Ci fu però una svolta che passò dall’incontro con il sindaco di Firenze Giorgio La Pira. Era un uomo di Dio, un uomo buono, un sognatore pragmatico che in un mondo diviso in blocchi politici vedeva l’unità possibile. Ricordo che ai miei occhi era una persona credibile e decisi di telefonargli per incontrarlo. Lui fu disponibilissimo e dopo qualche giorno mi ricevette a Firenze. Fu La Pira a farmi conoscere la profezia di Isaia, la realtà alla nostra portata di un mondo in cui le armi non sarebbero state più costruite e i popoli non si sarebbero più esercitati negli anni della guerra.
Quelle parole mi entrarono dentro e sentii con certezza che Dio mi avrebbe usato per qualcosa del genere. Lo capii con chiarezza quando il 2 agosto del 1983 entrammo nei ruderi del vecchio arsenale militare di Torino. Lo avevamo individuato come nostra sede, ma anche come simbolo di una riconversione possibile: trasformare un luogo di morte in casa di pace, in luogo di resurrezione vera. Per risistemare tutto sarebbero serviti miliardi e noi non avevamo una lira. Avevamo però un sogno che fu condiviso da milioni di giovani e adulti pronti a restituire tempo, risorse, capacità. L’Arsenale della Pace è nato così ed è diventato nel suo piccolo la realizzazione della profezia di Isaia nella nostra vita e in quella di tanti.
Mi commuove vedere oggi tutto il bene che scorre negli stessi spazi che un tempo producevano armi. E ancora di più mi convinco che per costruire la pace dobbiamo avere il coraggio di non produrle più.
Le armi devono sparire perché uccidono e lo fanno cinque volte:
uccidono nel momento in cui vengono pensate perché distolgono giovani intelligenze dal bene comune;
uccidono perché le risorse usate per gli armamenti potrebbero essere investite per ospedali, scuole, sviluppo;
uccidono perché ammazzano veramente;
uccidono perché alimentano lo spirito di vendetta;
uccidono perché segnano per sempre la vita dei reduci.

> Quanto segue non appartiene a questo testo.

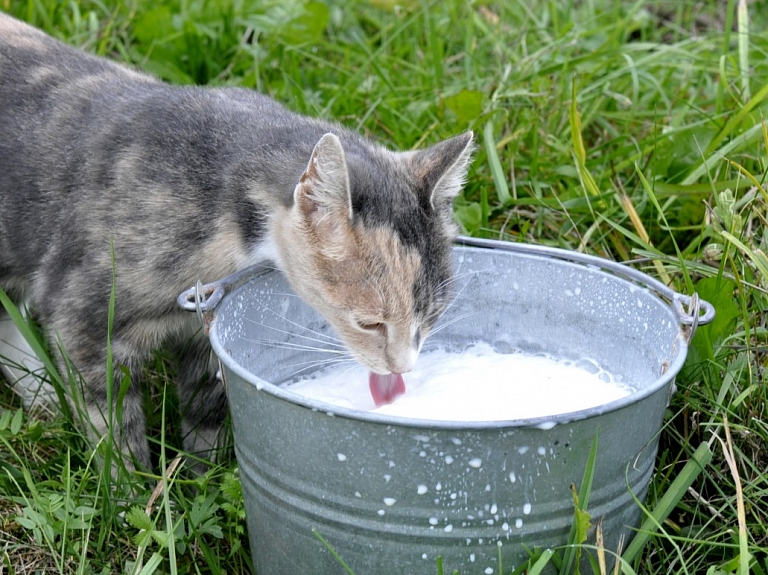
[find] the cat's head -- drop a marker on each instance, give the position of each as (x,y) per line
(368,242)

Qualcuno potrebbe accusarmi di demagogia, ma non è così. In tutto questo non c’è retorica, ma concretezza estrema. Credo sia questa la via della pace. Con una sfumatura in più. Per essere veri uomini e vere donne di pace dovremmo imparare prima di tutto a disarmarci noi.
Dovremmo scegliere anche noi di non costruire più le armi di dentro: invidie, risentimenti, rigidità, desideri di vendetta. Solo persone disarmate saranno capaci di incontro, di dialogo, di perdono. Solo persone così saranno credibili nel dire basta alla guerra e alle armi che uccidono.